342 words 2 mins read

Watermarks: Time and progress in Apache Beam (incubating) and beyond

Watermarks: Time and progress in Apache Beam (incubating) and beyond

Watermarks are a system for measuring progress and completeness in out-of-order streaming systems and are utilized to emit correct results in a timely manner. Given the trend toward out-of-order processing in existing streaming systems, watermarks are an increasingly important tool when designing streaming pipelines. Slava Chernyak explains watermarks and explores real-world applications.

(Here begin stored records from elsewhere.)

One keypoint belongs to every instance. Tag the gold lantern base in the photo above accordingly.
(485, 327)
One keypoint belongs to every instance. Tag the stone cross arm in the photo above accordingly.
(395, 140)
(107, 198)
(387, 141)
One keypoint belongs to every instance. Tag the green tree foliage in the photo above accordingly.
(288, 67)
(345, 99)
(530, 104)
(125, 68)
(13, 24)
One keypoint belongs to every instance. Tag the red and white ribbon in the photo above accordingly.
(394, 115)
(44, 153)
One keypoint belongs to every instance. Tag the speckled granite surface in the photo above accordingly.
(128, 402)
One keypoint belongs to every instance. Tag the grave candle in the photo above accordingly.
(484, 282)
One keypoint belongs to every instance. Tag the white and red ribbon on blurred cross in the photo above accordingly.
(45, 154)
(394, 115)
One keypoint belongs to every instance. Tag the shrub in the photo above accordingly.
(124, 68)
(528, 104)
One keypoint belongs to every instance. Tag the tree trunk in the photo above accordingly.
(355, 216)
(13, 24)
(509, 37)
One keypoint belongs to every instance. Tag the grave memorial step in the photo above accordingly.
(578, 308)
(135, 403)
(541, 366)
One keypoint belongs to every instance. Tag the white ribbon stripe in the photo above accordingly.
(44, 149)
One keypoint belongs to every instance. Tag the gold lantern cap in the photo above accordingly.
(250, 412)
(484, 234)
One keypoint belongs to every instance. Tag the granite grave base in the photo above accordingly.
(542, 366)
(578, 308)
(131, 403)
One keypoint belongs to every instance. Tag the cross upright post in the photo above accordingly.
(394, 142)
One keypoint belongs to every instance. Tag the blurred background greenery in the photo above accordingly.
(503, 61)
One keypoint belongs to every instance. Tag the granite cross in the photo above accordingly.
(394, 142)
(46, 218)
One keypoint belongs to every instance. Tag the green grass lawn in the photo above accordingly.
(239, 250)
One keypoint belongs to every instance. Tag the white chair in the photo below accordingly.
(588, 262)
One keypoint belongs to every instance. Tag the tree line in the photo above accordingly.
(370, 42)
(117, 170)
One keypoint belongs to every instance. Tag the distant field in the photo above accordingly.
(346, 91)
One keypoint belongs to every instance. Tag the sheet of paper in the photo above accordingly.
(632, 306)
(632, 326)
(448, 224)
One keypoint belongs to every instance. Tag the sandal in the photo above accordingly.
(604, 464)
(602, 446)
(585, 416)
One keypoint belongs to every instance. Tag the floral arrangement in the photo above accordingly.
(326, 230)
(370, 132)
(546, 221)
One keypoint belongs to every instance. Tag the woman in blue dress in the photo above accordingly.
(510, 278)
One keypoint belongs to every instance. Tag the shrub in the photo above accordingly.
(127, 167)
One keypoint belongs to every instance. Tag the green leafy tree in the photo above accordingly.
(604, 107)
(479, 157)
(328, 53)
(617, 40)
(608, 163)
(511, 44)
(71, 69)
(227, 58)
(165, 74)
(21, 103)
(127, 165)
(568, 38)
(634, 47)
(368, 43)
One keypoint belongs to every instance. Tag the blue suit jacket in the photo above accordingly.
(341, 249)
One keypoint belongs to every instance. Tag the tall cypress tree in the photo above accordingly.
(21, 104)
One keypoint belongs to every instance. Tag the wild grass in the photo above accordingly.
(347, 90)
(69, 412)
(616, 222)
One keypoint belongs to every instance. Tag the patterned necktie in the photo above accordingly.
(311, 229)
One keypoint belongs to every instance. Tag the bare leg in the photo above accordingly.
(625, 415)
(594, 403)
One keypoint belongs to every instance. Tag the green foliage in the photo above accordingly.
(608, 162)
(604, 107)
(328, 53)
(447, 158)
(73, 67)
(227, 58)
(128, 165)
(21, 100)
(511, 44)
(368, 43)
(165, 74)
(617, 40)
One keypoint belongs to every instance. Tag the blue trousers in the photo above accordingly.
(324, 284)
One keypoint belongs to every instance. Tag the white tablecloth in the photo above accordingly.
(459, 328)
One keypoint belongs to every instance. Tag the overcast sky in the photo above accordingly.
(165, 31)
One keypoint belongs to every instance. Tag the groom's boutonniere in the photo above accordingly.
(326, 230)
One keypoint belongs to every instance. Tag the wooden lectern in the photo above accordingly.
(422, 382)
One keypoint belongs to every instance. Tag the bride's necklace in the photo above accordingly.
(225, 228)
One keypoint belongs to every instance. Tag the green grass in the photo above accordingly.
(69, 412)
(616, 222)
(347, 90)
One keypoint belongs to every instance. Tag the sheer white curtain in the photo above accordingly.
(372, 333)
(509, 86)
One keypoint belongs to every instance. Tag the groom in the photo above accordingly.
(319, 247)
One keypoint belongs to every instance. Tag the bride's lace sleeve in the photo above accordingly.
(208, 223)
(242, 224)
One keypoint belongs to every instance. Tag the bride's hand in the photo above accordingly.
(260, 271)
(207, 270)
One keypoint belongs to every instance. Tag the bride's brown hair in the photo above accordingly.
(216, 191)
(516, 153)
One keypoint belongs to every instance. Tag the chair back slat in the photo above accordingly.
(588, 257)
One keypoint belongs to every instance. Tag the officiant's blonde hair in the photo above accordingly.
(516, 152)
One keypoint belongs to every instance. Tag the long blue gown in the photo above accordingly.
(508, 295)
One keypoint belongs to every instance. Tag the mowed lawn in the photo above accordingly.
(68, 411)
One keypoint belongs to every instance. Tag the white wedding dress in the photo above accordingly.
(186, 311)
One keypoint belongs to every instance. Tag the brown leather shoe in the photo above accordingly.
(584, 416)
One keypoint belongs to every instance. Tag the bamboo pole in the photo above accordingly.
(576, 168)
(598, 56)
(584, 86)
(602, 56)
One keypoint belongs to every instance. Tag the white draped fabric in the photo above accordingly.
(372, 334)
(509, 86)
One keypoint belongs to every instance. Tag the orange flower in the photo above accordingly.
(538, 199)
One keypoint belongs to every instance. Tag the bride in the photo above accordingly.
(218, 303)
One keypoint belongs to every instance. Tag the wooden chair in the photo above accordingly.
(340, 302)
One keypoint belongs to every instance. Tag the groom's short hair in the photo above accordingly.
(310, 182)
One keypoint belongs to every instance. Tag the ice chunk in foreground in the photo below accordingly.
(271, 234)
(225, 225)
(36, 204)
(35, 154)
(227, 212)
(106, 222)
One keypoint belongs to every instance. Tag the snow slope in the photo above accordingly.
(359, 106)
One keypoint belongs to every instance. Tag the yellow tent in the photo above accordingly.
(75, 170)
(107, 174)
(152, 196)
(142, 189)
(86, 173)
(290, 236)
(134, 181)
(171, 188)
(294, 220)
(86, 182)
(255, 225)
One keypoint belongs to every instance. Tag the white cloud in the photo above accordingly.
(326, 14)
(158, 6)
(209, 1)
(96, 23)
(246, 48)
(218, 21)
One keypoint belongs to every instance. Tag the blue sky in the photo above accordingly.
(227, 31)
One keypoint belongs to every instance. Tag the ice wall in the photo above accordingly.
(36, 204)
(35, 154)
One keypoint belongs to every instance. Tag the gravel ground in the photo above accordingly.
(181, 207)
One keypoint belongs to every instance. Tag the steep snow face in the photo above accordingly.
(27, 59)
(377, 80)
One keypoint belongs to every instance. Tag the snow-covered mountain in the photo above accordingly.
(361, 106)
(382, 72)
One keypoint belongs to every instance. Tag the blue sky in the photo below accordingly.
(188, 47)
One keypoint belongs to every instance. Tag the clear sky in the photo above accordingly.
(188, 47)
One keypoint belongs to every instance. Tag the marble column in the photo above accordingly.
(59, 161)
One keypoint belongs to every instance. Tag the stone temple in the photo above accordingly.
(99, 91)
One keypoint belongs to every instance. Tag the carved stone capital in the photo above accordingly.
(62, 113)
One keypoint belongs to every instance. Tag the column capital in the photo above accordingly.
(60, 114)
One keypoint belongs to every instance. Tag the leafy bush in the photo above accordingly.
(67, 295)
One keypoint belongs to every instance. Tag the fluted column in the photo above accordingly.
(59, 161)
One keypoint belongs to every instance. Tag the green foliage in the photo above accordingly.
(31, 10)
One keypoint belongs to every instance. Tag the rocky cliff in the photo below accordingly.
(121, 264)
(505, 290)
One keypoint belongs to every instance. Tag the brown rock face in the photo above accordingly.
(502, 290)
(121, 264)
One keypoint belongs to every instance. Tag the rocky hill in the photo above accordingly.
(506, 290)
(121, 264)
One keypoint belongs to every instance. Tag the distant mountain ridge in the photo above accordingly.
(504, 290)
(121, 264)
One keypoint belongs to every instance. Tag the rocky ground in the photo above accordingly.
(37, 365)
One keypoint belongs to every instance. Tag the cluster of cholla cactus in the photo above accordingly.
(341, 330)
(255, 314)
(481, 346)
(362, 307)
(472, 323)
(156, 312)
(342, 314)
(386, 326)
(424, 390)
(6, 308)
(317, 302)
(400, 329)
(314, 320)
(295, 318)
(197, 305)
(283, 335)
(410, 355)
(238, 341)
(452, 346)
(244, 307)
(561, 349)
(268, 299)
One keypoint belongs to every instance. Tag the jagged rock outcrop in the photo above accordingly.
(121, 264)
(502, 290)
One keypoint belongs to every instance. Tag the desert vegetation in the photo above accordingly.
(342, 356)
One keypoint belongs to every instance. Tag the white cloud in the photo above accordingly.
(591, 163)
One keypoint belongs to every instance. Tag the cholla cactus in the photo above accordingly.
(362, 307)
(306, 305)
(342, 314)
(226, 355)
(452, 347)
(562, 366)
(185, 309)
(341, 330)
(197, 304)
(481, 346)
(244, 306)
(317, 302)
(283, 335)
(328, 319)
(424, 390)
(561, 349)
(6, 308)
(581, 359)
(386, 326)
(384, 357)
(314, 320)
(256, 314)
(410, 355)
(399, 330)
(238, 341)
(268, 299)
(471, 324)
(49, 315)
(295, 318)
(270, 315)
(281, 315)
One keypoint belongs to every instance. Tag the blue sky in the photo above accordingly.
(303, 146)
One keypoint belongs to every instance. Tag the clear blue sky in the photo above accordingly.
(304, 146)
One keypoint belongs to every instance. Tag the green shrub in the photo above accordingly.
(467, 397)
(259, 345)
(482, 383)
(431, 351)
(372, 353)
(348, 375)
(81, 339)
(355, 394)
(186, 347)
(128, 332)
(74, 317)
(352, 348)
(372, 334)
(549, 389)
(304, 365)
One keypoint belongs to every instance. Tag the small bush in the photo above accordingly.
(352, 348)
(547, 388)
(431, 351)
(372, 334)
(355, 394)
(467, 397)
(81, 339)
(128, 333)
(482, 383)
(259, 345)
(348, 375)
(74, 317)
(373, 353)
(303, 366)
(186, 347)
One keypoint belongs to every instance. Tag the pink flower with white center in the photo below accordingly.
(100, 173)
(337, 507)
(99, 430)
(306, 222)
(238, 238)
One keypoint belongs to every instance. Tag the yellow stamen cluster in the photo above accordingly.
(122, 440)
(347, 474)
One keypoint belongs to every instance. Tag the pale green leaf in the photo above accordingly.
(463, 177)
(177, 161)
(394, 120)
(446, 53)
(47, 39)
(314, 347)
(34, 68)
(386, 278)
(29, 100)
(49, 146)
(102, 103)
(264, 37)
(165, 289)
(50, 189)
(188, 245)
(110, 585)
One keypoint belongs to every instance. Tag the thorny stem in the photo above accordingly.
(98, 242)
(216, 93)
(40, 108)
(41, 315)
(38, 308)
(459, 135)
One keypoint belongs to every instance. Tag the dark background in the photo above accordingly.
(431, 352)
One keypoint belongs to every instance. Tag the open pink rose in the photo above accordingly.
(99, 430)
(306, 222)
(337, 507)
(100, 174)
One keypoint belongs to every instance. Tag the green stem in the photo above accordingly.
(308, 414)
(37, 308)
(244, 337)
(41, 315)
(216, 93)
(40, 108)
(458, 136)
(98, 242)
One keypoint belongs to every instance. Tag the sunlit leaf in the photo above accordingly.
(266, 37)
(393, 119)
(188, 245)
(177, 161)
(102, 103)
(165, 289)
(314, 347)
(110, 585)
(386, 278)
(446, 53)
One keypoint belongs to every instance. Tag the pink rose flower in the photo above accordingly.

Talk Title Watermarks: Time and progress in Apache Beam (incubating) and beyond
Speakers
Conference Strata + Hadoop World
Conf Tag Make Data Work
Location New York, New York
Date September 27-29, 2016
URL Talk Page
Slides Talk Slides
Video

Moving from batch to streaming involves changing how we think about time. Streaming data is neither bounded nor typically well ordered in time. However, to make streaming systems useful and deliver on the promise of low-latency results, we often want to know when we have all the data relevant to emitting a correct aggregation. Watermarks provide the foundation for making such decisions, enabling streaming systems to emit timely, correct results when processing out-of-order data. Given the trend toward out-of-order processing in existing streaming systems, understanding watermarks is an increasingly important skill when designing pipelines. This methodology, first discussed in the MillWheel paper and further explored in the Dataflow model paper, is now referred to as the Beam model. This approach is not limited to just Google’s stream processing efforts; rather, it is a solution to a general problem that must be addressed by any system that wishes to provide timely out-of-order distributed stream processing and has since been pursued by others such as Flink and Qubit (which built a watermark tracking system on top of Spark Streaming for its own internal use). Based on his experience developing and using watermarks at Google, Slava Chernyak discusses details of how watermarks are applied, as well as their strengths and limitations, and explores real-world use cases, providing a practical set of tools for understanding watermarks and time in out-of-order stream processing pipelines. Along the way, Slava also outlines some of the implementation challenges for computing watermarks with low latency in a highly distributed system.